If this actually works, and they find a way to organize cultured neurons into an input-output feed that is actually capable of independent causation reasoning facilities, then, well, holy crap, Someone get this researcher a martini!
 
I don't think there's any evidence of reasoning, or even an expectation of finding it with this experiment - memorizing a map of an area and navigating it successfully is autoassociation, which is different that deduction. Calling this thing a brain is like calling the arithmetic unit in a calculator a brain. Sure, it's connected to a larger mechanism and controls it's functions, but "real brains" are more than just jumbles of neurons; they have distinct parts with specialized functions that allow them to do the things that we think of brains as doing. Neurons are surprisingly simple machines and it takes more than just a large number of them to do the really interesting stuff.
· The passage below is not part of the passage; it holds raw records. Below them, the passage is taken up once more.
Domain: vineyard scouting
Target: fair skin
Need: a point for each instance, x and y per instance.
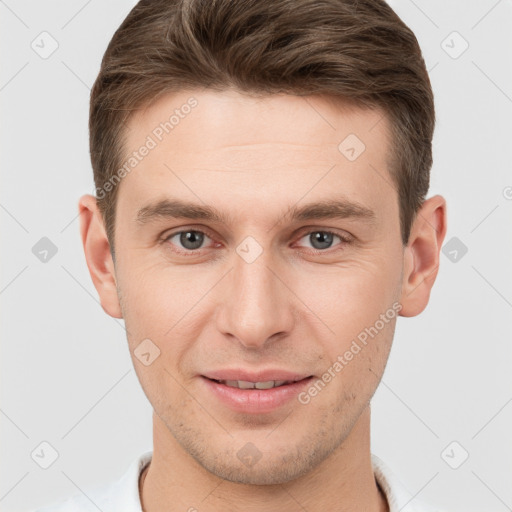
(298, 306)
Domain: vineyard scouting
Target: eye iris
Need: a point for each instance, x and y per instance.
(322, 238)
(191, 237)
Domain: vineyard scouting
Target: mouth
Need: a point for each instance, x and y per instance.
(245, 384)
(255, 397)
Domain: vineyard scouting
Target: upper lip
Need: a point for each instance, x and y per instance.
(251, 376)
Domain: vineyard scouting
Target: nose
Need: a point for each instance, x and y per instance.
(255, 307)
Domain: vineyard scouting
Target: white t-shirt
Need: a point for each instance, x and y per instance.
(123, 494)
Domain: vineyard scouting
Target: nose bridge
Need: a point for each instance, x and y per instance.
(255, 305)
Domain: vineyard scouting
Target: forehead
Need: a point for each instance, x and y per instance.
(211, 146)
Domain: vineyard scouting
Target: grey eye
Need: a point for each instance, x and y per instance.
(189, 240)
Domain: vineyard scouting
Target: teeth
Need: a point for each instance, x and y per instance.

It's not a question of if it works; we already can culture all sorts of other cells onto electrodes, and we know enough about tuning neurons that we can do things like electronically controlling a rat's walking reflex. Don't get me wrong - this is a big step - but I think the headline is way over the top and the language of the article is implying things that are still a long way out. I think when they speak of learning here they're talking about weak learning - the ability to match outputs to inputs - rather than strong, or conceptual, learning. I almost see the opposite of what you describe, Botanica - I feel like the popularity of sci-fi subject matter causes press to spin up scientific progress with fantastical speculations in order to sell more news. There's no direct mention here of the problems that researchers are trying to overcome; only that it's a robot with neurons in the control circuit, where the press seem to feel it's alright to use "neuron" and "brain" interchangeably. If you look at what the researcher's hopes for the experiment are, it's to get a better picture of how neurons tune their connections, as that's the major function at hand in the progress of cognitive diseases like Alzheimer's. Nothing about thinking robots.